Streit zwischen Mieter und Vermieter ist nichts ungewöhnliches. Bei einem Vorfall in Bisingen im Juni des vergangenen Jahres spitzte sich die Situation jedoch so zu, dass sich eine Frau nun vor Gericht verantworten muss. „Versuchter heimtückischer Mord mit gefährlicher Körperverletzung“ lautet die Anklage.
Um 21.30 Uhr klingelt es an der Tür des 77-jährigen Mannes, der es sich mit seiner Frau vor dem Fernseher gemütlich gemacht hatte. Als er die Tür öffnet, gibt es für ihn zunächst keine Anzeichen dafür, dass ihm in nur wenigen Sekunden etwas Schreckliches geschehen wird. Denn vor der Tür steht keine Unbekannte, es handelt sich lediglich um seine Mieterin aus der Wohnung über ihm. „Ich habe mich gefragt, ob wir beide mal vernünftig miteinander reden können“, soll sie gesagt haben. Er sei dafür offen gewesen: „Mit mir kann man immer reden“, habe er ihr geantwortet.
Zwei Stiche in den Bauch
Doch dann sei die 63-Jährige leicht nach vorne geschwenkt, erinnert sich der Mann. „Das war mir unangenehm, deswegen habe ich sie mit der Hand von mir weggeschoben“, erklärte er am Donnerstag vor dem Hechinger Landgericht. Daraufhin sei die Frau nach hinten geschwankt. „Ich habe sie dann hinten am Nacken gestützt, damit sie wieder aufrecht steht.“ Als er daraufhin an sich herabblickte, habe er festgestellt, dass er stark aus dem Bauch blutete. „Sie hielt zwei blutige Messer in ihren Händen“, erinnerte sich der Mann.

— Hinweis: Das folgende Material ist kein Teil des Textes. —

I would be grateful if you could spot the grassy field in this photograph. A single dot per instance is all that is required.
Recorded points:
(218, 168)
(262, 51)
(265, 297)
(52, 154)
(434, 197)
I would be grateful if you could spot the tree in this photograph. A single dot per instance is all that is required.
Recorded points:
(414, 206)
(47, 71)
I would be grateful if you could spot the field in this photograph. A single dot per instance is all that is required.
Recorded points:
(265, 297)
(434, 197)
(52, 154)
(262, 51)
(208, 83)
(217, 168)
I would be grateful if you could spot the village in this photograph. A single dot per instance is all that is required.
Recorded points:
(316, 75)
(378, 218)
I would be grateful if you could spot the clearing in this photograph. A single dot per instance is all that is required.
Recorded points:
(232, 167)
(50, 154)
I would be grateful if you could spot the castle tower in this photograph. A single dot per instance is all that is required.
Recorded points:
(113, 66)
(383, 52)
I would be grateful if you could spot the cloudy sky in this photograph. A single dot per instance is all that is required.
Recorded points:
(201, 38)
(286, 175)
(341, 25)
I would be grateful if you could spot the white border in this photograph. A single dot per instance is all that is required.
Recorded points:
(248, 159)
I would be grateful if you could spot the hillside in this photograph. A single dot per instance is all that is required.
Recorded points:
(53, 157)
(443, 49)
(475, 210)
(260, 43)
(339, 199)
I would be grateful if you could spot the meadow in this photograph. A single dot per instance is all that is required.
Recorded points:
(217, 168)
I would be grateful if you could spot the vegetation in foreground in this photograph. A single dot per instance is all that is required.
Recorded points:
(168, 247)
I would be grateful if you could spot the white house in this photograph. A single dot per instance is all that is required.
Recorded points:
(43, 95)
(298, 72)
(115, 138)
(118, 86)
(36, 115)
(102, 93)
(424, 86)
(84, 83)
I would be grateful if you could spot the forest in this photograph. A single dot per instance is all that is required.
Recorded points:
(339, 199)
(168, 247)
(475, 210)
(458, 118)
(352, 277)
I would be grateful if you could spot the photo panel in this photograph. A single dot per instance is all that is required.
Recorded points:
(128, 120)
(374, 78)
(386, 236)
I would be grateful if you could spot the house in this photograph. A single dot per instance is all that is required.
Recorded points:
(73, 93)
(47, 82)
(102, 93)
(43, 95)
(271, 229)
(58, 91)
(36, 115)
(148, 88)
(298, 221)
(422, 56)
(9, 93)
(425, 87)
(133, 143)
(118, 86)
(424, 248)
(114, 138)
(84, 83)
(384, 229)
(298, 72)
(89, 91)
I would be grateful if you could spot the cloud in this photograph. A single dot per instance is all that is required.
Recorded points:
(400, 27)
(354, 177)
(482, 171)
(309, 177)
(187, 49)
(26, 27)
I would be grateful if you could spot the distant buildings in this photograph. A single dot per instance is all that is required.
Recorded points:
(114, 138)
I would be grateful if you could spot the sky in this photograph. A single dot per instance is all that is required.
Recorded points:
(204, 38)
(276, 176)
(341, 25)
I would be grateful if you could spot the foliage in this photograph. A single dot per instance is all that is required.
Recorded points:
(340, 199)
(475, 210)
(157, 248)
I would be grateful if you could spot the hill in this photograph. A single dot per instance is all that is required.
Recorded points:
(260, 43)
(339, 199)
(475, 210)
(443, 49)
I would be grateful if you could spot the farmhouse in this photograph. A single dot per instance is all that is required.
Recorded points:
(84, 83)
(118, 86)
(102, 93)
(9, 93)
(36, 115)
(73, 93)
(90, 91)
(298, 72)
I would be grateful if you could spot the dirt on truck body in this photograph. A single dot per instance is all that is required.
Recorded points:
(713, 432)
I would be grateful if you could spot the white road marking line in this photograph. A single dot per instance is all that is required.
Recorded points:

Wie konnte es so weit kommen?
Er habe die Tür geschlossen und sei direkt in die Küche gegangen, habe sich Küchentücher auf die beiden Stichwunden gepresst und denn Notruf gewählt. Da die Verletzungen nur oberflächlich waren und keine wichtigen Organe verletzt hatte, kam der Rentner mit dem Schrecken davon. Doch wie konnte es so weit kommen?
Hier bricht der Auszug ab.